He used the occasion to respond to criticism that appeared on social media last week about “so much secrecy at City Hall.”

A critic expressed skepticism at Booker’s claim that FISTA (the Fires Innovation Science and Technology Accelerator housed in the Central Mall building) is paying its way.

In response, Booker told the AMBUCS, “We borrowed $18 million to buy and renovate the mall, and in just seven months we’ve already paid down $600,000 on the principal, plus interest.” Seven months “isn’t a long period of time when you’re recruiting business and creating jobs,” he added.

FISTA is intended to attract defense contractors, high-technology industry, innovative businesses and the like “with capabilities to directly support the Cross-Functional Teams of Long-Range Precision Fires, Air & Missile Defense and Fort Sill’s FIRES Center of Excellence in the Army’s comprehensive modernization, driving innovation and integrating capabilities to the warfighter.”

Booker said new jobs are coming to Lawton at a relatively swift clip, and much of the credit goes to the Capital Improvement Plan that Lawton voters approved and which “gave us a record amount of money for industrial development.”

As a direct result, QuickBooks/Intuit will bring 175 work-from-home call center jobs to Lawton and Carter Wind Turbines announced April 9 it plans to invest $10 million initially in development of a manufacturing plant in Lawton that will employ 300 workers within five years.

Both of those announcements came within the last 120 days, Booker said, “and there’s some more following that in the near term, and some more following that.” He declined to elaborate, however.

Booker referred to “the gap” in economic development.

Oklahoma City approved its first MAPS (Metropolitan Area Projects) program, a $350 million sales tax initiative, in 1993; the proposal passed with 54% of the vote. Capital improvements it financed included a new baseball park in Bricktown, a new sports arena where the NBA Thunder play, renovation and expansion of the downtown convention center, construction of a canal downtown, renovations at State Fair Park, renovations to the Civic Center, modifications to the Oklahoma River channel, and construction of a new public library downtown.

“Today you can hardly find anybody who’ll admit having voted against MAPS,” Booker said. MAPS 4 passed in a December 2019 special election with 72% approval.

“That’s ‘the gap’,” Booker said. “I have every confidence that within 18 months that gap will narrow in Lawton” just as it did in OKC. “The gap is already beginning to close.”

TRASH, FLOODS

Turning to the subject of trash, the mayor conceded that the city stumbled on the rollout of the bulk waste collection program. “We have egg on our face,” he said. City staff “underestimated the volume of trash people had stored in their garages and back yards – five times as much as the city anticipated they would have,” he explained.

“We will work through this,” Booker vowed. “We’re trying to clean up the town.”

In a related matter, he mentioned the city’s goal of demolishing 500 to 700 dilapidated and dangerous residential structures in Lawton over a five- to six-year period.
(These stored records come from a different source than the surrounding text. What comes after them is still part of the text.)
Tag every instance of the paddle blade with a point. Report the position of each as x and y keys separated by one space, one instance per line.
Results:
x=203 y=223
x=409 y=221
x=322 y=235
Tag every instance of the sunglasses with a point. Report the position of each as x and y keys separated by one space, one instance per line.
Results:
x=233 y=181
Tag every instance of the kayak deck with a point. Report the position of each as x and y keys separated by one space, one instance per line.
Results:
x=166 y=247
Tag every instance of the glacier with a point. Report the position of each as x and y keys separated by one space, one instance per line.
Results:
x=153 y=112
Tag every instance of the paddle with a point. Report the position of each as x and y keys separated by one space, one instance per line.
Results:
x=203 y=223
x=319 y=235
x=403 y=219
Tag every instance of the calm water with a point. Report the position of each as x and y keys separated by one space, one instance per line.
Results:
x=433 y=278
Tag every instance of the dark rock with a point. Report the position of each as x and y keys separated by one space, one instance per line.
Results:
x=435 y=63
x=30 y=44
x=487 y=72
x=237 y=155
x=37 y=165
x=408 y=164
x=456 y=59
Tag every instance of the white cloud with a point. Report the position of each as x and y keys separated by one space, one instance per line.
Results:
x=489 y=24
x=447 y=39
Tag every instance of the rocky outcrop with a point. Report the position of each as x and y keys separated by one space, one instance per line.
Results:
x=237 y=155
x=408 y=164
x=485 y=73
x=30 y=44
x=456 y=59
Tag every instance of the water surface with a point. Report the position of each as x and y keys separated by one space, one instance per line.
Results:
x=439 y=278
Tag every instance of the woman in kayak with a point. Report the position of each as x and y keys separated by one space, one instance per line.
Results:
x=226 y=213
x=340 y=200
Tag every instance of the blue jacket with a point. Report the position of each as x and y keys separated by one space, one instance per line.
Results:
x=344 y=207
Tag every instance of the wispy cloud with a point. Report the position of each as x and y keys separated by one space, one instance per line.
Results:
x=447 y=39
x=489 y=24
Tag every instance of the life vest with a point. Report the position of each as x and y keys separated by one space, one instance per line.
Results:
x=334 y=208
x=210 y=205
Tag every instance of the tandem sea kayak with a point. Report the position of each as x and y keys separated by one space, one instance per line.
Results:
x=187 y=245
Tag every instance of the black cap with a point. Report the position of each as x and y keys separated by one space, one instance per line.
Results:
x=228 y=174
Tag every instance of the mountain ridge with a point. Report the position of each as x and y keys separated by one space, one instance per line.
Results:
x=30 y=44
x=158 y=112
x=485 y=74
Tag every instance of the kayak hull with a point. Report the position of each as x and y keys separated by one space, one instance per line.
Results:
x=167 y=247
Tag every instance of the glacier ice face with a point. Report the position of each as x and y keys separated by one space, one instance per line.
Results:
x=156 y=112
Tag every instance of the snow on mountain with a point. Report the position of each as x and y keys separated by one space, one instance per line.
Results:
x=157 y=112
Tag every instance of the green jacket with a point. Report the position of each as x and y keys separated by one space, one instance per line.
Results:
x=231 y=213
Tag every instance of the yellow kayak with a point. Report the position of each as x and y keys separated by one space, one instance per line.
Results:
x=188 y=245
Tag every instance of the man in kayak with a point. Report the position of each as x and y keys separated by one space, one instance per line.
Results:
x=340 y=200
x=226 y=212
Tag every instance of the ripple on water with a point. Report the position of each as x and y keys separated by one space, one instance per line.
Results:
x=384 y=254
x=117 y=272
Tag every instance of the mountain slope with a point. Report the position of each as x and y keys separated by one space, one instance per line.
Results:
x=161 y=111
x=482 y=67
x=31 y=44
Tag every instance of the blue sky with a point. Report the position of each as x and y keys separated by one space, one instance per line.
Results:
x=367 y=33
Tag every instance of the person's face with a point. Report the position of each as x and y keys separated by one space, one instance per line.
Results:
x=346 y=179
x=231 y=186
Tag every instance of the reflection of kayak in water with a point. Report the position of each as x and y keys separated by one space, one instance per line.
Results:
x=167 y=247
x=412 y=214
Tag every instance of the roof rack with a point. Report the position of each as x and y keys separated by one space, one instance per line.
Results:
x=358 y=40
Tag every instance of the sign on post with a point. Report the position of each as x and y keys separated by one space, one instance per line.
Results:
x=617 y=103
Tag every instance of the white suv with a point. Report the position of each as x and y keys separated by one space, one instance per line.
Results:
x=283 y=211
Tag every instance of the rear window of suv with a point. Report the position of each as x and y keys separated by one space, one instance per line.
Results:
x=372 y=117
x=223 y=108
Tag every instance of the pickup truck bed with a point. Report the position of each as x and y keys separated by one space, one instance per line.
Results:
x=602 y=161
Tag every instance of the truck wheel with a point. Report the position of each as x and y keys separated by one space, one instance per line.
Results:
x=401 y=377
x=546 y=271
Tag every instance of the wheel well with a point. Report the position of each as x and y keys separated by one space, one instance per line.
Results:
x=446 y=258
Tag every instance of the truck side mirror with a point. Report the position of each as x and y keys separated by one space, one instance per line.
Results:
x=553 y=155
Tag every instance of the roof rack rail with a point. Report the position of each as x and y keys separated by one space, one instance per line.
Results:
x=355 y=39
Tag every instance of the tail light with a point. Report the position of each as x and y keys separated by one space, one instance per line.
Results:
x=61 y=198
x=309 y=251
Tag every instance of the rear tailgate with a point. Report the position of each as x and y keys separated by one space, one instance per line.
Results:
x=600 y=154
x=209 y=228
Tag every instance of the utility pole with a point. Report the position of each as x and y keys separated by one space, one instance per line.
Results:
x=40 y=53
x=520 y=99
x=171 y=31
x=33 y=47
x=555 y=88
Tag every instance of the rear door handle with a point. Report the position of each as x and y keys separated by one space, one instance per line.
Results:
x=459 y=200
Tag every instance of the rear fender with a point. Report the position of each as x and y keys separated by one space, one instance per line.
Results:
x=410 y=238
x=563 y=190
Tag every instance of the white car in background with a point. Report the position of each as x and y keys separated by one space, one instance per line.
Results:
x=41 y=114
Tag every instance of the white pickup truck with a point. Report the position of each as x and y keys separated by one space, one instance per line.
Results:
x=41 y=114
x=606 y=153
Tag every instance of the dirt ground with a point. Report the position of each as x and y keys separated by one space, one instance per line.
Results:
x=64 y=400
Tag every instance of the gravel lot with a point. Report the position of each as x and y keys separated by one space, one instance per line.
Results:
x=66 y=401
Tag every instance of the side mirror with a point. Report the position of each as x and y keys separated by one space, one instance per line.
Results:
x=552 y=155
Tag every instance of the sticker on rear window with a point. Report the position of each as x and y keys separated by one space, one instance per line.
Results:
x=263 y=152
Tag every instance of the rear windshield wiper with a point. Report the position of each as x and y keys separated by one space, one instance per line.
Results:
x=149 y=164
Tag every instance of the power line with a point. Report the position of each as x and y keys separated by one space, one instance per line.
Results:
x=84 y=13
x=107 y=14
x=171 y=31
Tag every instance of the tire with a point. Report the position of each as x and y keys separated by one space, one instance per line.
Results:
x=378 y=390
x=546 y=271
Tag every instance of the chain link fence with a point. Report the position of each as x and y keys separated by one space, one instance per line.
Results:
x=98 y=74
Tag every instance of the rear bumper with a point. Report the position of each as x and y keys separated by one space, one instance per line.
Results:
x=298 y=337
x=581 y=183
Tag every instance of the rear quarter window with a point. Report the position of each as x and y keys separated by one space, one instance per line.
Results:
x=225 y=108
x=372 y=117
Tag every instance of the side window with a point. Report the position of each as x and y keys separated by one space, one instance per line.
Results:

The city has earmarked $3.5 million in CIP funds for the program.

Lawton has been plagued with flooding in recent years: four so-called “100-year floods” in just “the last six or seven years,” Booker said.

Consequently, seven governmental entities have petitioned Congress to appropriate funds to underwrite a feasibility study of flooding on Cache Creek. The “consortium,” Booker said, included the City of Lawton, Comanche County, the Oklahoma Department of Transportation, Fort Sill, and the Kiowa, Comanche and Apache tribes.